Perhaps it should continue:
That’s good.
“That’s good that it’s good.”
Etc.
It’s all with good intentions. But that sample conversation is among my pet peeves.
Many times, that exchange takes place when people are passing each other, sometimes without stopping. Sometimes it takes place without the thought of what is being said, or without even an interest.
If you’re going to ask that question — How are you? — do it because you want to know and are willing to wait for an honest answer.
Don’t ask it in passing or while looking away. If you ask the question, stop and expect a real answer. Otherwise, just stop at hello.
A woman who used to work for our company always would ask how I was doing when we would meet. Because she is a sweet person and someone with a good sense of humor, one time I responded to her question with a question: Do you really want to know?
And she genuinely did.
I explained to her my annoyance with people asking how someone is doing but not really wanting to know the answer. After that, “How’re you doing?” always was accompanied by an exchange of smiles and sometimes with genuine answers.

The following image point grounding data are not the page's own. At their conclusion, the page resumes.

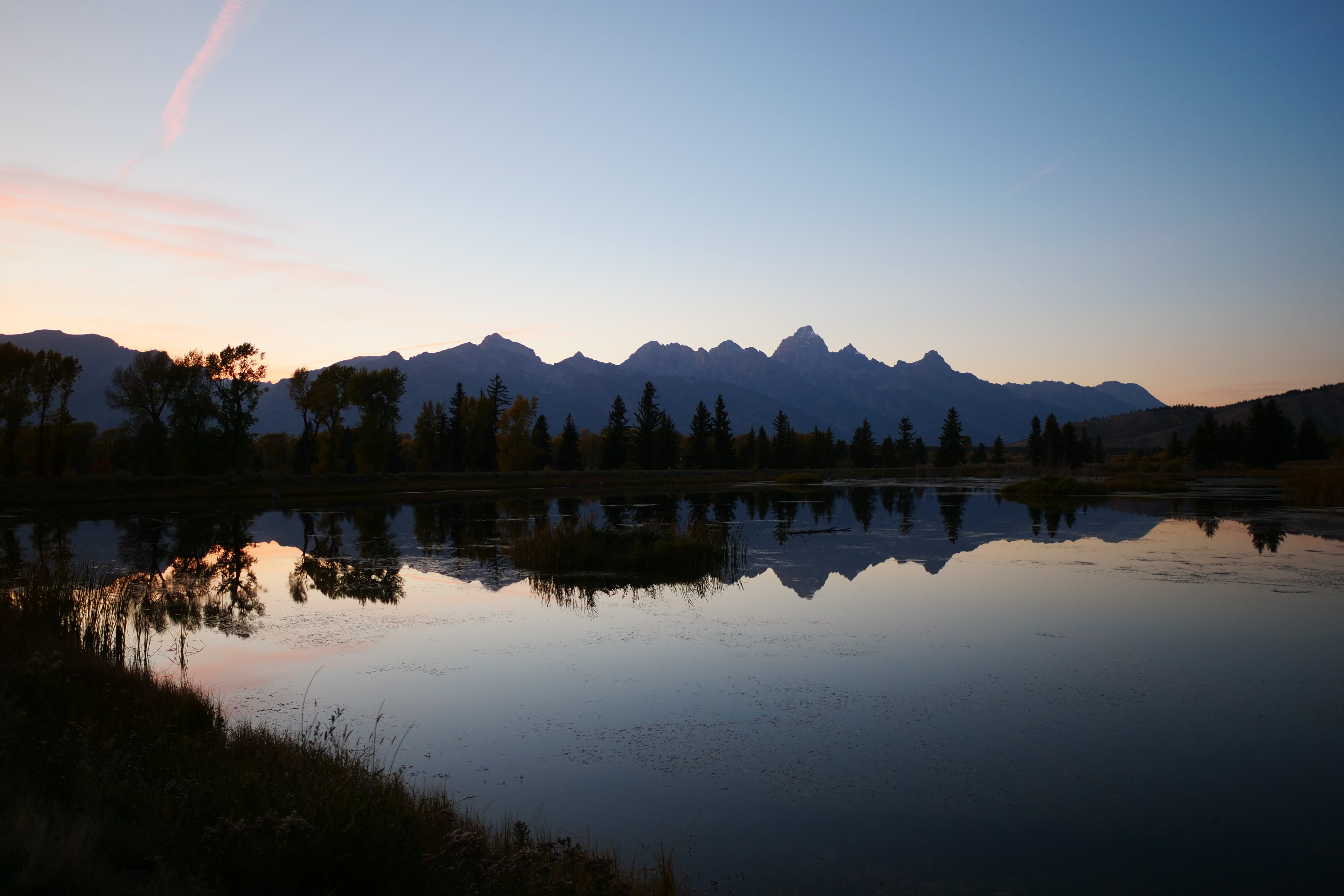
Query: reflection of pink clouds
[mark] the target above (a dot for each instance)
(153, 223)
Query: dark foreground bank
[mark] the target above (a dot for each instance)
(112, 782)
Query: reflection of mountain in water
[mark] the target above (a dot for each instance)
(804, 537)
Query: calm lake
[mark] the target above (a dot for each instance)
(906, 690)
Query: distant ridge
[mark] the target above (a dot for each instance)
(803, 378)
(1154, 428)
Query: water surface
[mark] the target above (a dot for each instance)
(922, 688)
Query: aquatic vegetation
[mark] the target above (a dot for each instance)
(115, 781)
(577, 559)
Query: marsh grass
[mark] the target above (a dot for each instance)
(115, 781)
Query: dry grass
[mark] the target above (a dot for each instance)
(112, 781)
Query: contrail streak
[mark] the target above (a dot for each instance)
(232, 18)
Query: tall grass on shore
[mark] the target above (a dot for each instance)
(116, 782)
(577, 559)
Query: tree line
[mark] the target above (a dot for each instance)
(195, 414)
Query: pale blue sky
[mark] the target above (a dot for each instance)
(1150, 193)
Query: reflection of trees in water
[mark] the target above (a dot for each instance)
(905, 503)
(863, 503)
(191, 573)
(1267, 535)
(952, 506)
(373, 575)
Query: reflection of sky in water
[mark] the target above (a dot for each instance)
(1133, 691)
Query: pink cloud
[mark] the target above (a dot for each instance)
(153, 222)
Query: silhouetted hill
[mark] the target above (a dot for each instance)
(811, 383)
(97, 354)
(1154, 428)
(804, 378)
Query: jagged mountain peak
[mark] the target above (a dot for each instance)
(804, 348)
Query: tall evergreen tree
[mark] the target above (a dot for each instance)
(455, 448)
(1050, 437)
(765, 453)
(667, 444)
(1203, 444)
(952, 452)
(1311, 447)
(542, 443)
(906, 443)
(747, 456)
(615, 437)
(568, 455)
(698, 455)
(1037, 444)
(781, 447)
(1269, 436)
(863, 449)
(647, 418)
(725, 457)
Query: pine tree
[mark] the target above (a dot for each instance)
(456, 430)
(863, 449)
(542, 443)
(1037, 444)
(698, 455)
(425, 437)
(568, 456)
(747, 456)
(951, 449)
(1311, 447)
(1054, 450)
(647, 418)
(888, 453)
(615, 437)
(906, 443)
(667, 444)
(781, 447)
(725, 457)
(764, 450)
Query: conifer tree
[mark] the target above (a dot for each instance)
(747, 457)
(1054, 450)
(648, 416)
(725, 457)
(863, 449)
(615, 437)
(1037, 444)
(781, 447)
(1311, 447)
(542, 441)
(764, 450)
(454, 449)
(698, 455)
(568, 456)
(906, 443)
(951, 449)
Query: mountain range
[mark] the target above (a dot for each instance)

Don’t misunderstand: I think it’s great when people are interested in how others are feeling or how their day is going. But the question shouldn’t be a passing greeting.
I enjoyed the beer company commercial that aired a few years ago. An out-of-towner walks into a bar, and the others there greet him in a New Jersey accent, “How you doin’?” And much to their amazement, he responds, “Well thanks for askin’. I’m doin’ fine. Just got in today, my brother-in-law picked me up at the airport. …”
It was amusing because of their reaction to his answer. But also because it was so real. We can see ourselves in that conversation and the surprise that someone would actually answer a question from which we didn’t expect an answer.
The sad part is, it’s a breakdown in our society. We want to give the impression we’re interested, even if that’s not entirely true.
So the exchange becomes so rote that it’s tiring. We go through the motions.
The fault isn’t just with the person asking the disinterested question. It’s also with the person who answers.
Many times, we don’t want to burden others with our problems or concerns. So, “fine” is a safe answer. They don’t really need to know that I’m having a bad day, that I’m in pain or just had an argument with someone.
Although it’s not related to this subject, I’m reminded of a line Rod McKuen wrote in a poem “The Art of Catching Trains”: “Everybody has the answers or they’ll make them up for you. Just once I’d like to hear a brand-new question.”
I’d like to hear a question such as, “How is your day going? — I’m really interested.”
And then I’d like to hear a real answer.
So don’t stop asking the question, “How’re you doing?” When you ask it, mean it.